The worst thing you can do when faced with a harsh critique is whine, "but that's my style of writing". If your mean, nasty critique partner says she couldn't read past the first page because your writing was so melodramatic or overly flowery, or she just didn't understand what the heck you were trying to say, you have to think about that. She's probably doing you a favor, but you may not be ready to accept it yet.

Think of those harsh words as an impetus for you to do better: "I'll show that b^tch!"
That's the attitude you want. Show 'em you can do it and do it better than anyone thought possible.

5) Revising can be done right after you finish your manuscript.
There are some people who actually revise as they go along and never really do a good solid front-to-back (or my revision style: back-to-front) revision. They are some weird sub-species of writer I'm not even going to talk about. I'm talking about the rest of us who actually have to revise because the first draft is just that: a draft. Something to get our characters and plot down on paper so we can work with it.

Don't revise when you finish your manuscript. You won't have a clear head. You have to cleanse your palette by writing another manuscript and when you're finished with that one, go back and revise the first. This actually has several benefits.

A) It forces you back a step so you can be more objective and do a better job editing.

B) The second manuscript will actually improve your writing skills so when you go back to the first one, you can apply what you've learned.

C) When you start submitting that first manuscript, you can edit the second one and when Ms. Agent or Mr. Editor says: The first manuscript isn't quite right for us, do you have anything else? You can say: You betcha and here it is!

Time is your friend. Use it.

6) The artistic integrity of your manuscript is more important than anything else.
Is it more important than getting published? That's for you to decide. However, if you're like me and you started writing manuscripts without much emphasis on sensuality, and your agent and the editors she has contacted say you need to increase the level of sensuality, you have a decision. Do you sacrifice a small bit of artistic integrity and increase the sensuality because that's today's world, or do you cling to your vision? Personally, I'm working with my agent and bringing the sensuality up a notch. I may think Barbara Michaels is the cat's meow and nobody could do romance better, but that's not today's market and you have to write something that is at least partially if not squarely in line with what readers are reading. Today. Not yesterday.

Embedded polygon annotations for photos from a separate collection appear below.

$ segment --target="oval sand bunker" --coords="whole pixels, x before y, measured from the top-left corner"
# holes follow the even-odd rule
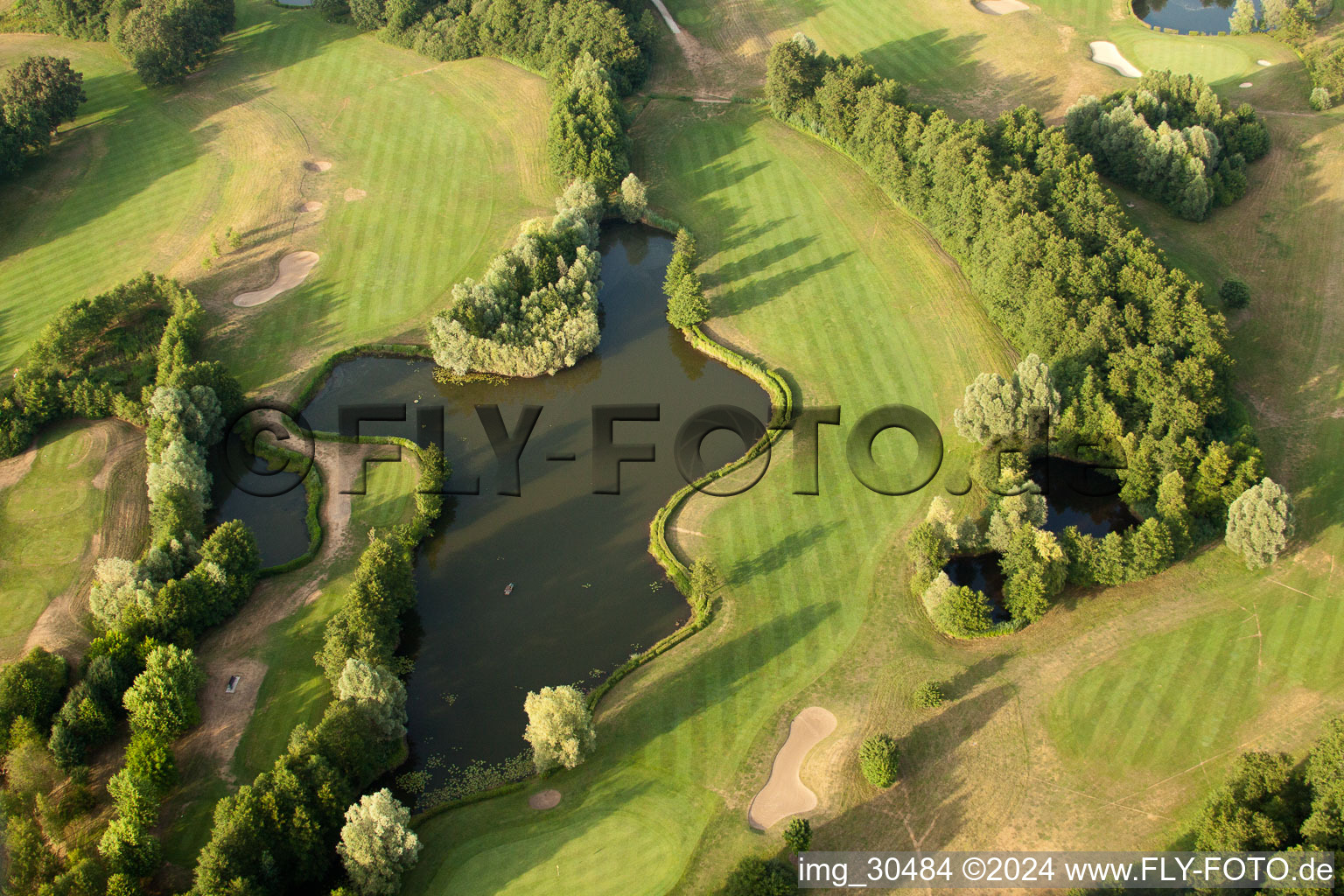
[[[276,275],[276,282],[266,289],[258,289],[251,293],[239,293],[234,297],[234,305],[238,308],[255,308],[257,305],[265,305],[270,300],[276,298],[286,289],[293,289],[304,282],[308,277],[308,271],[313,269],[317,263],[317,253],[290,253],[280,259],[280,271]]]
[[[794,716],[789,739],[774,755],[770,780],[765,782],[747,809],[747,822],[753,827],[765,830],[782,818],[817,807],[817,795],[802,783],[798,771],[812,748],[835,729],[835,713],[824,707],[808,707]]]
[[[560,791],[555,789],[538,791],[527,798],[527,805],[540,811],[555,809],[560,805]]]
[[[1093,51],[1093,62],[1114,69],[1126,78],[1140,78],[1144,74],[1134,67],[1134,63],[1120,55],[1120,50],[1110,40],[1093,40],[1087,48]]]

The other important factor to consider is that your editor, assuming you attract one, has to actually market your work. If you cannot fit within any genre they are able to market, your sales will suffer. If your sales suffer, you may well be a one book wonder because other editors will see you as an unmarketable writer. So you are better off trying to fit into a genre which can be marketed, because editors will be much happier to acquire you. Unless you're the next Stephen King, in which case you can begin a new trend. I have to say, though, that the odds of you being the next Stephen King are pretty long, although I suppose not entirely impossible. I'd just be really, really wary of believing you can start a new trend. In fact, I don't think even King thought he was creating a new trend when he did so. He just wrote a darned good book.

That's really all you need to do. Persist with your writing until you've written a darned good book.